La decisione sulla collocazione della partenza della tappa modenese della corsa rosa è stata confermata dopo i sopralluoghi eseguiti nei giorni scorsi dalla struttura organizzativa del Giro e dai tecnici del Comune (dai servizi sportivi alla mobilità), insieme alla Polizia locale. I dettagli sul tracciato e sugli aspetti relativi alla logistica, che devono tenere conto anche delle misure di sicurezza per il contenimento del Covid-19, saranno definiti nelle prossime settimane.

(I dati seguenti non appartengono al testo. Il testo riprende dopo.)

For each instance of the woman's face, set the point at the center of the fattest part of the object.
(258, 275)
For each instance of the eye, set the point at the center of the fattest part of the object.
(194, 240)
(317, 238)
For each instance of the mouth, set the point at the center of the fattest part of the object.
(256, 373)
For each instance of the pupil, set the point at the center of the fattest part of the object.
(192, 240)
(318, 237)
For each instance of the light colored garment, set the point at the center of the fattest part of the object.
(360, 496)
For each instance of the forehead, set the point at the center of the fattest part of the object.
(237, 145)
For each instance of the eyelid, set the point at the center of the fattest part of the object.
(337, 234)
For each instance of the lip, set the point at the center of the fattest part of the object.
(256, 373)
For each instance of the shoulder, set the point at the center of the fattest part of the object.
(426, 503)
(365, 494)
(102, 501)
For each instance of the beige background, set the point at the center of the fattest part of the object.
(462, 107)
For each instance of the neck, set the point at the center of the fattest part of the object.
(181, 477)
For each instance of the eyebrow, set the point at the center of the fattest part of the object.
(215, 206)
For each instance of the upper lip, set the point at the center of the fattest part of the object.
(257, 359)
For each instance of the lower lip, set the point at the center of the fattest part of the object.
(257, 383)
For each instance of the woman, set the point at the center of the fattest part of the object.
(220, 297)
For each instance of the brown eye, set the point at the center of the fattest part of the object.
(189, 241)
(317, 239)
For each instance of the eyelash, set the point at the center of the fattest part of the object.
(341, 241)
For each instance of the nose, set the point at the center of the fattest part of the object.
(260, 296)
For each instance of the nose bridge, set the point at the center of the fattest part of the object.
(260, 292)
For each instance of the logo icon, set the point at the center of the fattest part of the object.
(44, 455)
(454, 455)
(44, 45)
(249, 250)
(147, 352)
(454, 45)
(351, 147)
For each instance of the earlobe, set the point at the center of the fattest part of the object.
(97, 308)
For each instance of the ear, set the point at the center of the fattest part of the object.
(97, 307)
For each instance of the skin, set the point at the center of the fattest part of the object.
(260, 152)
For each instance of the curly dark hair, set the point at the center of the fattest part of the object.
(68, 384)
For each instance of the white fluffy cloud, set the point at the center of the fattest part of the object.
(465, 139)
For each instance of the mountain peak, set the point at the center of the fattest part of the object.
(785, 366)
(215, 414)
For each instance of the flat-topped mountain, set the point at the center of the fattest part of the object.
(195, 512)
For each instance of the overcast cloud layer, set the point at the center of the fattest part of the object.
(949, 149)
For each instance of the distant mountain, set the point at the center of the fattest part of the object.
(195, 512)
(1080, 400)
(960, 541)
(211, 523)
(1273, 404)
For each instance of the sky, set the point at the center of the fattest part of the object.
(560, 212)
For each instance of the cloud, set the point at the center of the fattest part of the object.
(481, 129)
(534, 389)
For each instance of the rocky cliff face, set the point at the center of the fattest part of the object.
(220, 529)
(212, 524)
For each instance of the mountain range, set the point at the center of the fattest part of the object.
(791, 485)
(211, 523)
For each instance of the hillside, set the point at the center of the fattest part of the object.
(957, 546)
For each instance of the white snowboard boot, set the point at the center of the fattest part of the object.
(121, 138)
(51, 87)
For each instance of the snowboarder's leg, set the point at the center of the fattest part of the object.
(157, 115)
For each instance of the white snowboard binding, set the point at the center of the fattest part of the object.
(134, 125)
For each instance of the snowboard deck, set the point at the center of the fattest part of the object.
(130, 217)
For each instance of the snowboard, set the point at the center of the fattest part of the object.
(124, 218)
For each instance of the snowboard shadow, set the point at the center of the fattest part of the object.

“Siamo molto orgogliosi – commenta l’assessora allo Sport Grazia Baracchi – che la città di Modena ospiti nuovamente una tappa del Giro d’Italia. È un bel segnale, nella prospettiva della ripartenza, per la visibilità che la corsa rosa può garantire alla città e al territorio anche in termini di promozione. E per accompagnare quella che speriamo, pur nel rispetto delle restrizioni, possa essere una festa, abbiamo cominciato a lavorare a un calendario di iniziative da realizzare in piena sicurezza, coordinate con il Comune di Sestola, dove la corsa arriverà l’11 maggio, e con la Regione”.
È la sesta volta, dal 2008, che Modena viene scelta come città di tappa, a conferma del legame tra il territorio modenese e il ciclismo. L’ultima volta è stato nel 2019 con l’arrivo in via Emilia Ovest, all’altezza del parco Ferrari, della decima tappa partita da Ravenna.